Rise of Football in Africa
Politics helped mould a distinct football culture in Africa. It was on the shores of Gold Coast (now Ghana) that the colonialists first landed and setup capital at Cape Coast. Ghana’s first club Excelsior was born here in 1903. The Excelsior no longer exists. Instead, The Hearts of Oak is the oldest surviving football club in Ghana.
The British founded the Gold Coast Football Association in 1922 and tournaments were restricted to Cape Coast. The Hearts of Oak, or the Phobia as the team was popularly referred to, dominated the City Championship Cup.
Football was very much a part of realizing the dreams of a united Africa. The Hearts played an important role in shaping the culture that makes football in Ghana so distinctive. By the late 1950s, President Nkrumah saw football as a political tool to galvanize the whole of Africa. He thought that if he could use football to get people together, it would help him spread his policy of the United States of Africa.

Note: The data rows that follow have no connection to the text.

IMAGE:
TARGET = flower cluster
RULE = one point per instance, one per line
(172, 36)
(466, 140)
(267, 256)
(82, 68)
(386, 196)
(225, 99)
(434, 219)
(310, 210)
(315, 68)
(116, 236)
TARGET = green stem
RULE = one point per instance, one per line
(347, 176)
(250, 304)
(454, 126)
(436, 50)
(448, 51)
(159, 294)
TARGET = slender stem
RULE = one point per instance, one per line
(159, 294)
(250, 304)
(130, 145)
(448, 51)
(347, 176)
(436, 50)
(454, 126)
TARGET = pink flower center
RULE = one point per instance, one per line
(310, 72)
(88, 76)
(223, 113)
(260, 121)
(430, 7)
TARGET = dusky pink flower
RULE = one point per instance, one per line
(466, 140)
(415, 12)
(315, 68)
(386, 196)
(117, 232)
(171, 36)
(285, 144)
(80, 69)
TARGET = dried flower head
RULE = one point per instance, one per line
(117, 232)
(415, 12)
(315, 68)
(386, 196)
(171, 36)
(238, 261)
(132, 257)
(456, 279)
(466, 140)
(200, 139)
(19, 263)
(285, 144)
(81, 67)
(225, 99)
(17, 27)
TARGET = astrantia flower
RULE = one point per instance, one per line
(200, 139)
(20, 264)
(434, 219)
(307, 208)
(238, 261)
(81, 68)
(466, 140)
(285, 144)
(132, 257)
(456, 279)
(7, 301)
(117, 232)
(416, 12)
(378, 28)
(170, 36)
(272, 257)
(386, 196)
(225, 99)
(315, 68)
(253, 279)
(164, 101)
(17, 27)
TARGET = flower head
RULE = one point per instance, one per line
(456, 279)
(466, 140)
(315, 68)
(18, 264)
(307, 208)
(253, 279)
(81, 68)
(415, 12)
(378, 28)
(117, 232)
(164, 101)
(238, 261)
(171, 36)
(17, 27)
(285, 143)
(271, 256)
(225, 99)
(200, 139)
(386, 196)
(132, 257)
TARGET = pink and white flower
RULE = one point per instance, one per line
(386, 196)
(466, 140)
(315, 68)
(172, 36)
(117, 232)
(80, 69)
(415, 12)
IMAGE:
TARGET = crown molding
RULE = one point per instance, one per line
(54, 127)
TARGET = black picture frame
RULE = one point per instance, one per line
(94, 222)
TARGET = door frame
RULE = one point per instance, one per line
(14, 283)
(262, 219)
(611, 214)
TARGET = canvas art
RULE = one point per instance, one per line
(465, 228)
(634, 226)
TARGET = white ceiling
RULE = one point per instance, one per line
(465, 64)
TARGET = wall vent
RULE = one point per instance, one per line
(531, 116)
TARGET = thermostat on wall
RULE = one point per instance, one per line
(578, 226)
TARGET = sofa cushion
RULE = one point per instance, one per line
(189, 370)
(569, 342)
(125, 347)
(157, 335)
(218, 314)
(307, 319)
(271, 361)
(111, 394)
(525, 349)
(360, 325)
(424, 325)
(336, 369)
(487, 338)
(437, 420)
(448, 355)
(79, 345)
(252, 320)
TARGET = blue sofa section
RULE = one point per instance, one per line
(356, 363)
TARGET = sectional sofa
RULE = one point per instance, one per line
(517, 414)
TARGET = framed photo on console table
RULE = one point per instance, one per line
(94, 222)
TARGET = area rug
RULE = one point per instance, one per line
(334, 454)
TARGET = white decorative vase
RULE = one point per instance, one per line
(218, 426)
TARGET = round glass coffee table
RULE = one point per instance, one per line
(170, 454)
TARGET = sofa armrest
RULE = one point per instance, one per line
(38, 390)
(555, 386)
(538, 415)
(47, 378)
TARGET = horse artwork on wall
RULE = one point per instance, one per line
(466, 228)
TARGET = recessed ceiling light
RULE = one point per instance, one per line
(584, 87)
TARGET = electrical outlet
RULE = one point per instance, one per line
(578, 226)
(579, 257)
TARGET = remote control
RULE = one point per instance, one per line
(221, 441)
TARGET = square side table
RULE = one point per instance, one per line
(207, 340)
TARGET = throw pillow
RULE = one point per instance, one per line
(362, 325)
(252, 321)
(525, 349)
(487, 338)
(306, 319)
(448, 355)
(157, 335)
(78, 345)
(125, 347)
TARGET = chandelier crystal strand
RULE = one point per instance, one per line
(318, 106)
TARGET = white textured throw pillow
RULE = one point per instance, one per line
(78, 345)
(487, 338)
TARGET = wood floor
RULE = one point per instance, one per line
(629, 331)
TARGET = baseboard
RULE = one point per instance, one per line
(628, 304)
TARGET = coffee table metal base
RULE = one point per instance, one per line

Football was thought of as the means to express unity against the colonial power.
Ghanaian football might not have had the facilities and infrastructure to match that of their European counter parts, but in Ghana, club sides have the same dedicated following as elsewhere despite the huge exodus of players to Europe.
Rise of Football in USA
Money and economics have been critical to the rise of football in the United States of America. A lack of resources is hardly an issue among the growing number of devotees to the game. Soccer (as the locals call it) in the States, goes back a long way. America enjoyed a golden decade after the creation of the American Soccer League in 1921.
The Fall River team from Massachusetts, with their best players being American born, regularly drew 15,000 supporters to their games. By 1930, there were over 200 registered clubs in the US.
The golden period of the American Soccer took a blow during the Great depression in the 1930s. During these years, it was the American sports which began to flourish since Soccer began to be seen as an infiltration of communist thought into American youth.
The global audience of 400 million television viewers for the 1966 World Cup finals had helped convince corporate America to back professional soccer. The formation of the North American Soccer League(NASL) in 1968 sold Soccer to corporate America. The game became big business overnight. The NASL was built with the sole purpose of building a sustainable and profitable business.
While the Americans recognized player names of sports such as Gridiron Football and Rugby, they were unfamiliar with the top soccer players. In 1975, at a price tag of USD 7 million, Pele, the brazilian great signed for the New York Cosmos. The NASL started to flourish. In 1977, Pele lead Cosmos to the NASL Title.
The rise of Cosmos saw NASL expanding to 24 teams. The problem was that the owners of the new teams had ventured into NASL for a quick dollar. But by the early 1980s the NASL experiment began to falter and in 1984 the league folded. The legacy — a whole generation brought up on soccer.